In Greek, the word apnea means "without breath." While sleeping, people with sleep apnea repeatedly stop breathing, wake up, and fall back asleep, sometimes several hundred times a night. As a result, they are exhausted the next day, and may nod off at work, at traffic signals, and while driving.
Sleep apnea is increasingly recognized as a risk factor for hypertension, cardiovascular disease, and metabolic syndrome, and it has been implicated in memory loss, obesity, impotence, and headaches.
Fortunately, sleep apnea can be treated. Treatments include sleeping in a semi-prone position, losing weight, wearing a pressurized mask that keeps the airway open during sleep, surgery to modify the airway, and a dental device that pulls the jaws forward.
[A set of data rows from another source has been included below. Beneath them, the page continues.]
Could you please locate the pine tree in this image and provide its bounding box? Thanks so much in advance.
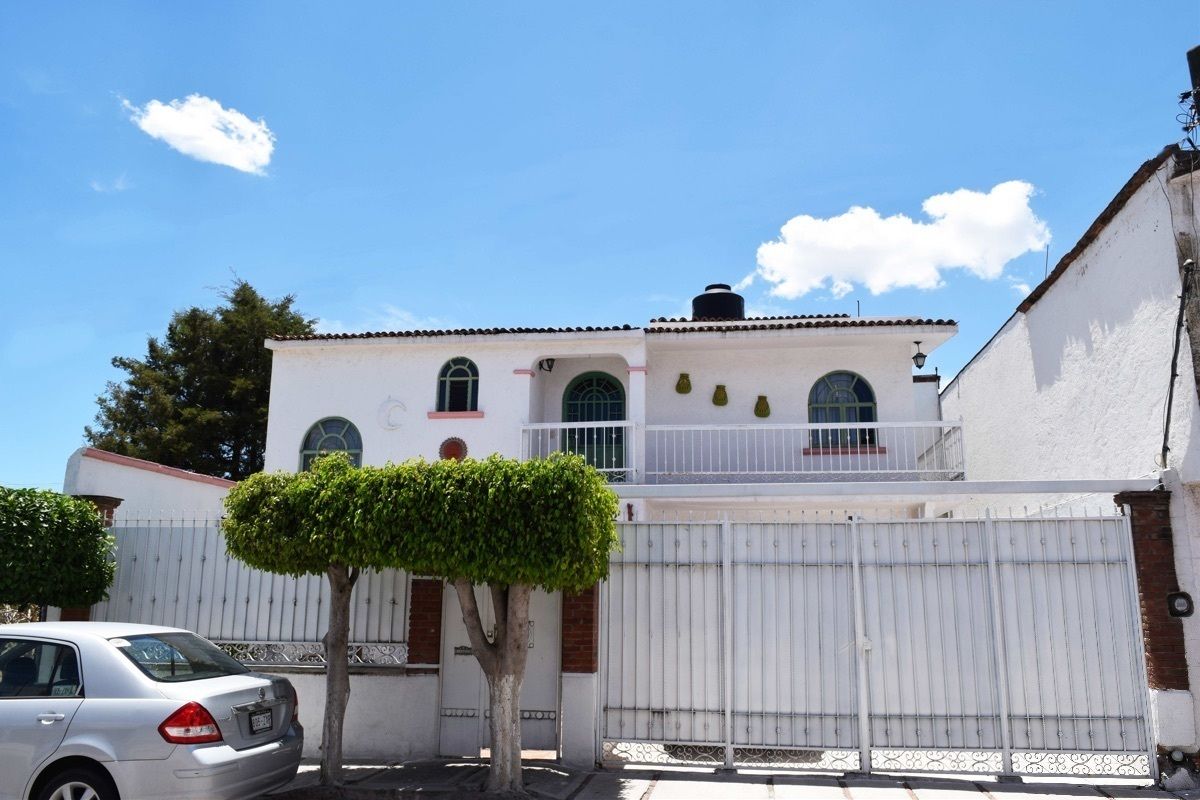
[84,279,316,480]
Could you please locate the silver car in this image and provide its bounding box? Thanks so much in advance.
[0,622,304,800]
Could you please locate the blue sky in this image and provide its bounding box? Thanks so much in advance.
[0,1,1200,488]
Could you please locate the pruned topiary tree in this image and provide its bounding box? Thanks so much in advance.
[226,455,618,793]
[0,487,115,608]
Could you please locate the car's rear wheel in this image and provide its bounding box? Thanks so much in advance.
[37,766,120,800]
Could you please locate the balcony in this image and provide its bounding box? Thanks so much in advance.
[521,421,966,483]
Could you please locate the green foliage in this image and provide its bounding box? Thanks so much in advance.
[0,487,115,606]
[226,453,617,590]
[84,281,313,480]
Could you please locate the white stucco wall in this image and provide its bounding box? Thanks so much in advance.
[265,331,644,471]
[646,329,936,425]
[265,327,950,470]
[62,447,233,519]
[262,669,438,760]
[942,161,1200,481]
[942,154,1200,750]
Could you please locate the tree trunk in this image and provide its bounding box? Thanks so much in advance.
[320,564,359,786]
[454,578,532,794]
[487,669,524,792]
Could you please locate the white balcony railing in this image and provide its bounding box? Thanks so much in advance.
[521,421,965,483]
[521,422,638,483]
[646,422,964,483]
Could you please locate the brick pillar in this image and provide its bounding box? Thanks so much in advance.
[563,587,600,673]
[1112,491,1188,690]
[59,494,121,622]
[406,578,443,675]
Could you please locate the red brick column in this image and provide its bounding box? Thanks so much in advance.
[563,587,600,673]
[406,578,443,675]
[59,494,121,622]
[1112,491,1188,690]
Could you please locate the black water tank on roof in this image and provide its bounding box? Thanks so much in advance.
[691,283,746,319]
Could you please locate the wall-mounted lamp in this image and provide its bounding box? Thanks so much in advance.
[1166,591,1196,616]
[912,342,926,369]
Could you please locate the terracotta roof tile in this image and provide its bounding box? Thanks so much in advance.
[271,325,641,342]
[646,318,958,333]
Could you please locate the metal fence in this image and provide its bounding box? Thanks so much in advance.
[91,519,409,664]
[599,515,1156,776]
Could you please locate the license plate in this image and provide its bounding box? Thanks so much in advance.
[250,709,274,733]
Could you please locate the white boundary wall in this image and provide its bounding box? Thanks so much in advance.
[942,151,1200,751]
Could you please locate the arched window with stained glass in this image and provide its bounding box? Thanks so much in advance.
[563,372,625,481]
[438,356,479,411]
[300,416,362,470]
[809,372,877,447]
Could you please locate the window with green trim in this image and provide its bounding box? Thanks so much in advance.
[300,416,362,470]
[438,356,479,411]
[809,372,876,447]
[563,372,625,481]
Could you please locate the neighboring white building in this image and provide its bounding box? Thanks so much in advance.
[942,146,1200,750]
[62,447,234,519]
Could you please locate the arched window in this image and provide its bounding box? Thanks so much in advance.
[563,372,625,481]
[809,372,876,447]
[438,356,479,411]
[300,416,362,470]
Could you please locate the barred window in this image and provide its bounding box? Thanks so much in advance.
[809,372,876,447]
[300,416,362,470]
[438,356,479,411]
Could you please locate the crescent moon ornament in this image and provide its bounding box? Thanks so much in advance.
[377,395,408,431]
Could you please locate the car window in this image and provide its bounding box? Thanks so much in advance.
[0,639,83,698]
[109,632,250,682]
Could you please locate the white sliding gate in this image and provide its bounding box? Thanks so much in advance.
[599,516,1157,776]
[91,518,408,666]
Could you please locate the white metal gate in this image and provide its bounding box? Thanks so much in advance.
[599,515,1156,776]
[91,518,409,667]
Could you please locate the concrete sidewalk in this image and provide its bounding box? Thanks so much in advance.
[269,759,1200,800]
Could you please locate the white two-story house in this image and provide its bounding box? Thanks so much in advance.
[266,284,966,516]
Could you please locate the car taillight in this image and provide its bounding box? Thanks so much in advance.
[158,702,221,745]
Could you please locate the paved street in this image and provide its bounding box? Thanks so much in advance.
[267,760,1185,800]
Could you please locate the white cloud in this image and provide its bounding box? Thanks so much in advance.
[1008,279,1033,297]
[758,181,1050,299]
[88,173,133,194]
[317,303,456,333]
[121,95,275,175]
Reifsnyder's sleep apnea and that of the NZO mice have different causes. Whereas Reifsnyder's apnea is due to his jaws being located farther back than normal, allowing his tongue to repeatedly interfere with breathing during his sleep, the NZO apnea is hypothesized to be due to airway compression by unusually large neck fat pads when the mice are prone. Researchers are testing this hypothesis by analyzing magnetic resonance images (MRIs) and the behaviors of some NZO mice temporarily housed in a sophisticated Comprehensive Cage Monitoring System (CCMS), which, among other things, assesses sleep patterns. The sleep-assessment component of the CCMS was developed in cooperation with the University of Pennsylvania's Dr. Allan Pack, a collaborator in The Jackson Laboratory's Center for New Mouse Models of Heart, Lung, Blood, and Sleep (HLBS) Disorders (featured in the last issue of JAX® NOTES). One of the goals of the HLBS Center is to identify and/or produce new mouse models of sleep disorders.
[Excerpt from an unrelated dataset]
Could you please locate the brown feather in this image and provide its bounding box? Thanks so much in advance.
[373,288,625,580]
The discovery of the unusual sleep behavior of NZO mice prompted some Jackson Laboratory staff to examine other mouse strains for similar behavior. They soon discovered that two other strains of obese mice and two strains of lean mice exhibit fragmented sleep - though none of these strains were observed standing while sleeping.
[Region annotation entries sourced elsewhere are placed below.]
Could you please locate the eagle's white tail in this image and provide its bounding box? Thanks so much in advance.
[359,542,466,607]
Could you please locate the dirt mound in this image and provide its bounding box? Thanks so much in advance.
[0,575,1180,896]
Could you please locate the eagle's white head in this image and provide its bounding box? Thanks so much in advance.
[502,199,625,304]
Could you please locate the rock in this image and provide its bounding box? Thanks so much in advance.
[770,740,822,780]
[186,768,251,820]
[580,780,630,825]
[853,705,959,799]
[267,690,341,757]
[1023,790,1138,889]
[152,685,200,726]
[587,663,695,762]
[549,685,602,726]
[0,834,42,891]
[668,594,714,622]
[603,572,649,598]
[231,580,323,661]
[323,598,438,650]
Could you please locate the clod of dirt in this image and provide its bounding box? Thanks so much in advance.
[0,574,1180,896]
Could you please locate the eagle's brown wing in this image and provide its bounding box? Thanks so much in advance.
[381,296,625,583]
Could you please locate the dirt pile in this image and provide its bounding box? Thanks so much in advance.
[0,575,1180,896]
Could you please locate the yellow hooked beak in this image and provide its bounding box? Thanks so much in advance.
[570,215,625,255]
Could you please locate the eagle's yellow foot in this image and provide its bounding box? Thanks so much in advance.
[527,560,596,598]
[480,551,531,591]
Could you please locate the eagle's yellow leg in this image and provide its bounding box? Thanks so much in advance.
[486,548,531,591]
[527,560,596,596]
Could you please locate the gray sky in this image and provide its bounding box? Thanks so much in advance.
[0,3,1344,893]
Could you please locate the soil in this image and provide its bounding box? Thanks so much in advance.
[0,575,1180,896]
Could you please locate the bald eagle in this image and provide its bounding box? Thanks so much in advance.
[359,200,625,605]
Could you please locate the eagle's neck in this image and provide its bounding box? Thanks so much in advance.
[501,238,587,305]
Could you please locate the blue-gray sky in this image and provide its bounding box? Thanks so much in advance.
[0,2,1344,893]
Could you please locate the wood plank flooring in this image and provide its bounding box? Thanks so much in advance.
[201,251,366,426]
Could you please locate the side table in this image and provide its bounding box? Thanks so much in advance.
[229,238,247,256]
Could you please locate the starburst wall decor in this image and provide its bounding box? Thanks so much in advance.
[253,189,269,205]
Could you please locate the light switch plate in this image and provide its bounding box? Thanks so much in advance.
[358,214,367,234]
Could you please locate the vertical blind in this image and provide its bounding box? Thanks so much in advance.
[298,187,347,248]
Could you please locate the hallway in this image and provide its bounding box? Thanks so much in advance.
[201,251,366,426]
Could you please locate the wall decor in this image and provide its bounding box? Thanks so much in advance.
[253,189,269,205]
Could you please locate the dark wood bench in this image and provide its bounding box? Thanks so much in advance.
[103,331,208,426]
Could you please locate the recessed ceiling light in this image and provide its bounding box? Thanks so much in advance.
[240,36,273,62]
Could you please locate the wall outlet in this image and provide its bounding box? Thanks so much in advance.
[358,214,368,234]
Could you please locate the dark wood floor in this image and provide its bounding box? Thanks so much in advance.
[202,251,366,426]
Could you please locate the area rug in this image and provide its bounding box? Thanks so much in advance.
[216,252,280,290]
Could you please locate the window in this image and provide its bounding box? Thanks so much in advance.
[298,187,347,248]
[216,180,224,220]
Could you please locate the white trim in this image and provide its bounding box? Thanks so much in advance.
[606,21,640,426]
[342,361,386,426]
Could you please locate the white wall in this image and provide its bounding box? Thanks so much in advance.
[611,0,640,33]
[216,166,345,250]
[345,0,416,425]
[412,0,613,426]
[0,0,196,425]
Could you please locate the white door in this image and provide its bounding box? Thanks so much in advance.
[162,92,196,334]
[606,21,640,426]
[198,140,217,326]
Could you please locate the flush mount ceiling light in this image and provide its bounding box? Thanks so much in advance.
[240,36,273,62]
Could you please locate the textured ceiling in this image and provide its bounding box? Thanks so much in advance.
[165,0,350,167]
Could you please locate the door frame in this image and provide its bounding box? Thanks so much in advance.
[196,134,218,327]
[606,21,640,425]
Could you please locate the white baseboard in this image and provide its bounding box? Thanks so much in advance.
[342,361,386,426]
Research indicates that the cause of sleep apnea is at least partly genetic. Identifying the alleles responsible for sleep disorders in mouse models could help researchers find the fundamental cause of and better treatments for sleep apnea. Comments Dr. Luanne Peters, Senior Staff Scientist at The Jackson Laboratory and principal investigator of the HLBS project: "For the first time, this gives us genetically defined mice in which we can start to look for the genes that cause this disorder. More research must correlate the mouse's sleepiness with blood chemistry to see if it mimics the blood-oxygen changes in the human disorder. But we have made progress toward monitoring blood oxygen levels reliably in the sleepy mice, and we'll be measuring them as soon as we can."
References
Cooke, Robert. 2006. Odd mice in apnea study. Newsday.com. Sep. 16.
JAX® NOTES. 2006. The Jackson Laboratory's Center for New Mouse Models of Heart, Lung, Blood, and Sleep Disorders. JAX® NOTES 503:1-3.
Hendricks JC, Kline LR, Kovalski RJ, O'Brien JA, Morrison AR, Pack AI. 1987. The English bulldog: a natural model of sleep-disordered breathing. J Appl Physiol 63:1344-50.